Moore, S.A., Rodger, K. and Newsome, D. (2007) Issues of multi-disciplinarity in conservation biology research: Lessons learned and challenges for the future. In: Society for Conservation Biology 21st Annual Meeting, 1 - 5 July, Port Elizabeth, South Africa.


Researching tourism and its interface with the natural environment can provide important insights into recent critical issues in multi-disciplinarity and its potential contributions to conservation biology. This paper reviews three recent multi-disciplinary research projects, located at the interface between tourism and conservation biology, to describe the lessons learned and challenges associated with such research.
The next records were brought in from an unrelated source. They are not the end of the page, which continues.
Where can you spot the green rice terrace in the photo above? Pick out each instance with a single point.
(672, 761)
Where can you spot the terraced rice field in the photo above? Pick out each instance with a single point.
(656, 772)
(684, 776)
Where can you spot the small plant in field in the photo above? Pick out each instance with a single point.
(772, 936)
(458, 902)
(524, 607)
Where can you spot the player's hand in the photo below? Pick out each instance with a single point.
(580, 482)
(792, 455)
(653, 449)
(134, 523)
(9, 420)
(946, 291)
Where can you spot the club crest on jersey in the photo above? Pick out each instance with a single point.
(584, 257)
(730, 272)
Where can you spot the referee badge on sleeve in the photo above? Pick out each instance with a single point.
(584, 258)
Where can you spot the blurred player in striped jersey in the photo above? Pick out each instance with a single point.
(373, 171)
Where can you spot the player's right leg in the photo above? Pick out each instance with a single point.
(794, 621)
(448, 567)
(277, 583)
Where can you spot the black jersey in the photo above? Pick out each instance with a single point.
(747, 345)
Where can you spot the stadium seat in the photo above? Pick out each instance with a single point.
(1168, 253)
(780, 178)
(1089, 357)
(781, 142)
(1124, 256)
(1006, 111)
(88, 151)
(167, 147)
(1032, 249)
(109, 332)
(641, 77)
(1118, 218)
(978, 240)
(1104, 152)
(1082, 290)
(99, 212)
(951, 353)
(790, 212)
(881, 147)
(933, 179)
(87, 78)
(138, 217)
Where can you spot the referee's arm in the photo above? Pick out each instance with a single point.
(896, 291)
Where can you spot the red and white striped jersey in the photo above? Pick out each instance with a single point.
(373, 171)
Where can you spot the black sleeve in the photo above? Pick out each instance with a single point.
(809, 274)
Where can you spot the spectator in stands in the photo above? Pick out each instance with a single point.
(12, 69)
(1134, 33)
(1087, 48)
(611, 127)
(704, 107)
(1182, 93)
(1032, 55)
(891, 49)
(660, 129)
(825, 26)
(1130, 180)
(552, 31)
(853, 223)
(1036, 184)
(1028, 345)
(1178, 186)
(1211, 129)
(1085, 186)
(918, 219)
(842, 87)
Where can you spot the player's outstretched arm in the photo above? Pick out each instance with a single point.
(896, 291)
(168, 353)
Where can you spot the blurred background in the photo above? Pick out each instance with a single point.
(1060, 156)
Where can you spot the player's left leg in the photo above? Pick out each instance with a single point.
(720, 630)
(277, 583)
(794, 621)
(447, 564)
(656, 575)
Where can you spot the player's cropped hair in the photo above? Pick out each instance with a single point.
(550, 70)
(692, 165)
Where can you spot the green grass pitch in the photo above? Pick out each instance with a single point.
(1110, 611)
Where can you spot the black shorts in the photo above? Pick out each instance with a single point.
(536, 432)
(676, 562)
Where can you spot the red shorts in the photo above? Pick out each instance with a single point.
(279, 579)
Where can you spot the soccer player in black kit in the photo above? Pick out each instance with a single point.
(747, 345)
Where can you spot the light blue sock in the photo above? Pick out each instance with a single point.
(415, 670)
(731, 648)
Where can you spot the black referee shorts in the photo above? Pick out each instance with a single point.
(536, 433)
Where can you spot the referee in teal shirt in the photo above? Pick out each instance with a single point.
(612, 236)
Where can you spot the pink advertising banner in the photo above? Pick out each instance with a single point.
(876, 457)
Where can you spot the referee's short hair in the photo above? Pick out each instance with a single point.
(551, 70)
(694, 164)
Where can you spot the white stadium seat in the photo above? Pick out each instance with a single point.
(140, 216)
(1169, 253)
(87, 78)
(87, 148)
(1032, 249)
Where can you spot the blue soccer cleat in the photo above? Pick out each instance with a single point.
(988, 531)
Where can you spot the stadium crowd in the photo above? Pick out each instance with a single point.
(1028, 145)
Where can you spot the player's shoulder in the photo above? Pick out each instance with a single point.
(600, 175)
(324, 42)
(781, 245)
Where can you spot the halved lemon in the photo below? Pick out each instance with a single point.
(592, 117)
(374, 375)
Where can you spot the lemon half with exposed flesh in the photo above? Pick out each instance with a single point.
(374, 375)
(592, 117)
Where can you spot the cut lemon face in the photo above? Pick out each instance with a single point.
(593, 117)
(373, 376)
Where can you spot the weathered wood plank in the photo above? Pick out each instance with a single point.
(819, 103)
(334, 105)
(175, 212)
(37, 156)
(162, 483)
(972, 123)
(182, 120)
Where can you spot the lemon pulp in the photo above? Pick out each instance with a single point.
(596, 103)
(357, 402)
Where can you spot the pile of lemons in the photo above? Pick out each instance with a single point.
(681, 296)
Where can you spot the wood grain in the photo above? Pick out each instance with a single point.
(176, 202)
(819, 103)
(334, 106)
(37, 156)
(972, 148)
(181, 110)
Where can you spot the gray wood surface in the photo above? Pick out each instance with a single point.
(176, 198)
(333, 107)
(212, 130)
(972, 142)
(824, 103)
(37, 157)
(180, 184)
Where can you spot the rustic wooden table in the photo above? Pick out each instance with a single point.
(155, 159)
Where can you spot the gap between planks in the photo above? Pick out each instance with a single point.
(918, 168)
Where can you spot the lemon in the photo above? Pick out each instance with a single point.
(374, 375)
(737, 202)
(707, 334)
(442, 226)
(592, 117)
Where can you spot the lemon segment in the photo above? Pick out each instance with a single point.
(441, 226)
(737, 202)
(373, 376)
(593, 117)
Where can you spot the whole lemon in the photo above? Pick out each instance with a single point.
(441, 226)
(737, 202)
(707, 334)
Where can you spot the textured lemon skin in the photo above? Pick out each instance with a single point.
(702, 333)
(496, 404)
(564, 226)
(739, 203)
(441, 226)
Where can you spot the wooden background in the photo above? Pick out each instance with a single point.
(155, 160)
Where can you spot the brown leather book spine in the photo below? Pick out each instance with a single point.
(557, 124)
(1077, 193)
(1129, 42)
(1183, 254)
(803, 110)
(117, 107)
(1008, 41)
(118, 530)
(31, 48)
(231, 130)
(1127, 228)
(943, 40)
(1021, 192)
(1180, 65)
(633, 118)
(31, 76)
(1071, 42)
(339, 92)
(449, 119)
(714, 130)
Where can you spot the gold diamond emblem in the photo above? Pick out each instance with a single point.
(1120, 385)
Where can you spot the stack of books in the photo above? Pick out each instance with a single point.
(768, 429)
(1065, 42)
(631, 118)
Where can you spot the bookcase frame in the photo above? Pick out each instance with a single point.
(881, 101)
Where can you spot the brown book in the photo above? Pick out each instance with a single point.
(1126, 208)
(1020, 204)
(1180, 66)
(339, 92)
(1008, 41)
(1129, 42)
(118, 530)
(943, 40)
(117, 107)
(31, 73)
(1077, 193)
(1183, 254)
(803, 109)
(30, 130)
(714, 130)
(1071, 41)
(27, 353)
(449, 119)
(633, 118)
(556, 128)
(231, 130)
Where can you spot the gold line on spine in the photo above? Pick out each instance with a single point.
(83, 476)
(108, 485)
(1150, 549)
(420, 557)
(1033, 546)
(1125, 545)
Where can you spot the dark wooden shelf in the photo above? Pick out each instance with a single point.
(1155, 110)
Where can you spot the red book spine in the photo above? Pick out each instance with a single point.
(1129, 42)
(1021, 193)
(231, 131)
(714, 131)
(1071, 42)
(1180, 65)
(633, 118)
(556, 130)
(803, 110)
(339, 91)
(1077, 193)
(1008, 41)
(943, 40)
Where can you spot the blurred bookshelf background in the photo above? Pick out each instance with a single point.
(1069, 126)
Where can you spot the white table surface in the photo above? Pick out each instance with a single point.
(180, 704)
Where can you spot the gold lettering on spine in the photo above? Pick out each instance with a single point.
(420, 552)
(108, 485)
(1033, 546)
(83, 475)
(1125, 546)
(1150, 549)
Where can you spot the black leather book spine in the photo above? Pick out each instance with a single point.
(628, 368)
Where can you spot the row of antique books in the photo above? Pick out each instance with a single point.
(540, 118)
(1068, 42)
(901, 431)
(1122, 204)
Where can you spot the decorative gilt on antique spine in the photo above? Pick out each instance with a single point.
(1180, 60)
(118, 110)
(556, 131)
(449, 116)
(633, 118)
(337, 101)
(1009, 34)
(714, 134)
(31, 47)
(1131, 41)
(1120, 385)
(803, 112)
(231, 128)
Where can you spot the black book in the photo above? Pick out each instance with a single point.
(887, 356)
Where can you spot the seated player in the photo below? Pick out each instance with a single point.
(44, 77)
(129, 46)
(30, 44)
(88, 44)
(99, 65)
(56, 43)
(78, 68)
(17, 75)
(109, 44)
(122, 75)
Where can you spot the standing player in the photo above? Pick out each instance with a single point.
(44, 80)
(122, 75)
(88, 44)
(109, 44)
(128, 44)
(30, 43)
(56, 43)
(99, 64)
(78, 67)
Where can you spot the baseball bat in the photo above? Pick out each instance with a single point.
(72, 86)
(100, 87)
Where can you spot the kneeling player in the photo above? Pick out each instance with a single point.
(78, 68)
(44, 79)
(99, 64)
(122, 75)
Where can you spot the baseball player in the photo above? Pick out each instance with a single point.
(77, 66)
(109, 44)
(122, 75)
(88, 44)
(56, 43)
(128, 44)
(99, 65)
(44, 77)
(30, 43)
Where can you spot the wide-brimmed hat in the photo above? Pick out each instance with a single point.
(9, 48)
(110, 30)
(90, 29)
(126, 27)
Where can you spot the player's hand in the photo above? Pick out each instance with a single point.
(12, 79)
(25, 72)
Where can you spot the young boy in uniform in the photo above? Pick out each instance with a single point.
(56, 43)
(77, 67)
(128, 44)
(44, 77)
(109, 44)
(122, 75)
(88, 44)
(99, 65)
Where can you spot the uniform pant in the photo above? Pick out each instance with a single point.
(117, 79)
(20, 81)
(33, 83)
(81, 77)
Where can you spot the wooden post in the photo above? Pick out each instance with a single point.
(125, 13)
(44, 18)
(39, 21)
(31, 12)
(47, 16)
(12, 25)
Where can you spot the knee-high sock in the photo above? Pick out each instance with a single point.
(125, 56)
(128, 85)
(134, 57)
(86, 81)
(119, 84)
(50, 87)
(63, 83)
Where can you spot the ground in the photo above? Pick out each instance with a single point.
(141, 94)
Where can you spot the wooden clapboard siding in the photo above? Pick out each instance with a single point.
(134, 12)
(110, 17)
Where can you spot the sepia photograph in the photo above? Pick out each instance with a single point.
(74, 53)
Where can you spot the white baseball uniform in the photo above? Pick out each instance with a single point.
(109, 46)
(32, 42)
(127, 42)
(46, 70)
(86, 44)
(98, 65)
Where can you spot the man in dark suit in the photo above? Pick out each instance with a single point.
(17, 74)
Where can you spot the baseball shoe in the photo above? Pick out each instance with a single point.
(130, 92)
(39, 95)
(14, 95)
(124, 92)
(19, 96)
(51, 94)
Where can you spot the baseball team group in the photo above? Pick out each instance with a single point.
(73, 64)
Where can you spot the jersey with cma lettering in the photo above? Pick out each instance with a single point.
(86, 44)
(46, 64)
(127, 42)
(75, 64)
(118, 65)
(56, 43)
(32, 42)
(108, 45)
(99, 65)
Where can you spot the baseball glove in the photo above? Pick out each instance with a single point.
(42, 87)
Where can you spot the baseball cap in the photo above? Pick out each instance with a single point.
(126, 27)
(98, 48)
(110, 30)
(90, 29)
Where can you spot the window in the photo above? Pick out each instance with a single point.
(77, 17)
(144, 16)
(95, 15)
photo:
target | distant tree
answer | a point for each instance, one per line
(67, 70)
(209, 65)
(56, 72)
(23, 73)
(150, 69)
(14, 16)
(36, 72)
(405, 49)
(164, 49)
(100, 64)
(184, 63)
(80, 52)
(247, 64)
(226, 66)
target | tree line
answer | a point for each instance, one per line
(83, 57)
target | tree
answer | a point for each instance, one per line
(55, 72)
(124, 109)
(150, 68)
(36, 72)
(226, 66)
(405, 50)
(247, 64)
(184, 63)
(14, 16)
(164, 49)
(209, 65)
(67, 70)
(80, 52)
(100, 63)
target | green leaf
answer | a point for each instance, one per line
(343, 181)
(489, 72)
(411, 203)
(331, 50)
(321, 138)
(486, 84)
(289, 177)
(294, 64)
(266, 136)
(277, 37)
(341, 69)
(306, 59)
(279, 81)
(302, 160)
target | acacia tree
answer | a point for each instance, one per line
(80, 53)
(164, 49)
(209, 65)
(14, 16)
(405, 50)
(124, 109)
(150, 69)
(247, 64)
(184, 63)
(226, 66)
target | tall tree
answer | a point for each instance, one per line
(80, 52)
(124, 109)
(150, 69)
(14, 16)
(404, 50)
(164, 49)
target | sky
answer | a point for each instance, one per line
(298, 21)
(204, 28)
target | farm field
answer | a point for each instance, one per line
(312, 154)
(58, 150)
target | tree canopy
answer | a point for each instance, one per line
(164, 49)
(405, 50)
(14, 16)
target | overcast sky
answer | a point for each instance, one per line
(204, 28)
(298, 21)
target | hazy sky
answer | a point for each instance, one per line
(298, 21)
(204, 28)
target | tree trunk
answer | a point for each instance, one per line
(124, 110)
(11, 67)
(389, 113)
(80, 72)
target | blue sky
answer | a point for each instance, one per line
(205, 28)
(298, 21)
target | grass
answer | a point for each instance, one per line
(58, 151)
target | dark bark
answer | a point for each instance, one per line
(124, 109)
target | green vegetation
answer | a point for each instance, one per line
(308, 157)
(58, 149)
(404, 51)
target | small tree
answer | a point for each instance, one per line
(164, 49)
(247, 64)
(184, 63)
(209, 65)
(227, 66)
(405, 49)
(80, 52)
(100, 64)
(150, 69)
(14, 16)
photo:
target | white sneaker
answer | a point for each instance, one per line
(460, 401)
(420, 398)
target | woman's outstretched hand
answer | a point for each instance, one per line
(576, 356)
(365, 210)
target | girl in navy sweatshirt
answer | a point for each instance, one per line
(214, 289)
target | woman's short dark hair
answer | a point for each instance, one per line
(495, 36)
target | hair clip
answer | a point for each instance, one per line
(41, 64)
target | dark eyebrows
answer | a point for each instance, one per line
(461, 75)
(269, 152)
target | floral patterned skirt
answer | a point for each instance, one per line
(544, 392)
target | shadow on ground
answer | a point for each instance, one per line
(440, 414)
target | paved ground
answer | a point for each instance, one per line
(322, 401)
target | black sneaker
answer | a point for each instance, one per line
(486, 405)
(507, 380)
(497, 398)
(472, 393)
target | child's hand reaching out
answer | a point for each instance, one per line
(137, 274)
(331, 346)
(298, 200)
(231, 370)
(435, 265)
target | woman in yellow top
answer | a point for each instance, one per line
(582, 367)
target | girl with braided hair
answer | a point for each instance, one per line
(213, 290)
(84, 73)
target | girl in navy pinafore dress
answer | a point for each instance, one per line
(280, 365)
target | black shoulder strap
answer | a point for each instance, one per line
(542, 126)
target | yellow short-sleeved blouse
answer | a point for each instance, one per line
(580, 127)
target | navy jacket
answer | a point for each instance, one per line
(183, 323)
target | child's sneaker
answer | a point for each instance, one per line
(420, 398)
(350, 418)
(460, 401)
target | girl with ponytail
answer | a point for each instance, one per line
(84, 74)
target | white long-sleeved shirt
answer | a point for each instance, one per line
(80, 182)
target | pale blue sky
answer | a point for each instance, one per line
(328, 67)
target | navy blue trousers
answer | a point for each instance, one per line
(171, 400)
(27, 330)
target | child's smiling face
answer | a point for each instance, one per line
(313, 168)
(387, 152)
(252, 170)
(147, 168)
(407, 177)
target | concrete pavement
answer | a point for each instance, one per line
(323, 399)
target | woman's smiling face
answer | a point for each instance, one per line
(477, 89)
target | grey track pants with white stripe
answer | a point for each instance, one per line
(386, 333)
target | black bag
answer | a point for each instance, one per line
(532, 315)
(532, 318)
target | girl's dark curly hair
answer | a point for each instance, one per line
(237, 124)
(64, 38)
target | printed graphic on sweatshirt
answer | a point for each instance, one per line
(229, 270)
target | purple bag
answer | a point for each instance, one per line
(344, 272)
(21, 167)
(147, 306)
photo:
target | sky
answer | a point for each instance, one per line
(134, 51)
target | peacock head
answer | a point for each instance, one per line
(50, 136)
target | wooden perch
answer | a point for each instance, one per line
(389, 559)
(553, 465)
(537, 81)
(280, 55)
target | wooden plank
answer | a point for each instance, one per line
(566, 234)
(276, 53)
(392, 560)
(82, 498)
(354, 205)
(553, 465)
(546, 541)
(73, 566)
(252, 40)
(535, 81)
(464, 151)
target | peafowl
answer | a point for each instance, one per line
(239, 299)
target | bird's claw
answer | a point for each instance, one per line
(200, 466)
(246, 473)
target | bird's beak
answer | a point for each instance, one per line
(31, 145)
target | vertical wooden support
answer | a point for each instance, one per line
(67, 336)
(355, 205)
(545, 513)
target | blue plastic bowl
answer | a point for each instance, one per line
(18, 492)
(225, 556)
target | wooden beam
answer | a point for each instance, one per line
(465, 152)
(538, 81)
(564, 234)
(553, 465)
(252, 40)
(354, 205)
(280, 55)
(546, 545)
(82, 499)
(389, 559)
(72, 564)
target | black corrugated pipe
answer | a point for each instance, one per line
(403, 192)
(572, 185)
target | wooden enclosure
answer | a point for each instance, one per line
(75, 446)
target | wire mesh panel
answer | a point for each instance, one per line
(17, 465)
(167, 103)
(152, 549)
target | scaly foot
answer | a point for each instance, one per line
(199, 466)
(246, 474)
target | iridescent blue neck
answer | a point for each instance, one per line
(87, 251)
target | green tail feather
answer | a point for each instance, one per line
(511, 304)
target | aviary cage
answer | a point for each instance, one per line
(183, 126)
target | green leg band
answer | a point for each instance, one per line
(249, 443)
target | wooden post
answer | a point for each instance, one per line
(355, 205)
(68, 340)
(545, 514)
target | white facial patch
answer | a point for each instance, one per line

These projects were examining the social and environmental impacts of visitors in protected forests in south-western Australia, analysing the interface between tourism and biodiversity, also in this part of Australia and recognised as one of the world’s biodiversity hotspots, and describing the reasons why ecologists and biologists may or may not engage in tourism research. Review of these projects suggested at least three important lessons if multi-disciplinarity is to contribute to the science and practice of conservation biology: (1) empirical descriptions of both social and environmental conditions are equally necessary; (2) explicit methodological and analytical linking of these conditions is essential; and (3) peer review and assistance by researchers identified as being able to work across disciplines enhances the research outcomes. Challenges related specifically to the social norms guiding research practice and achieving integration in findings from within and across different paradigms. In terms of social norms, of particular concern is being able to offer the incentives that allow scientists to work effectively over time and through out their careers across disciplines and with those from other disciplines.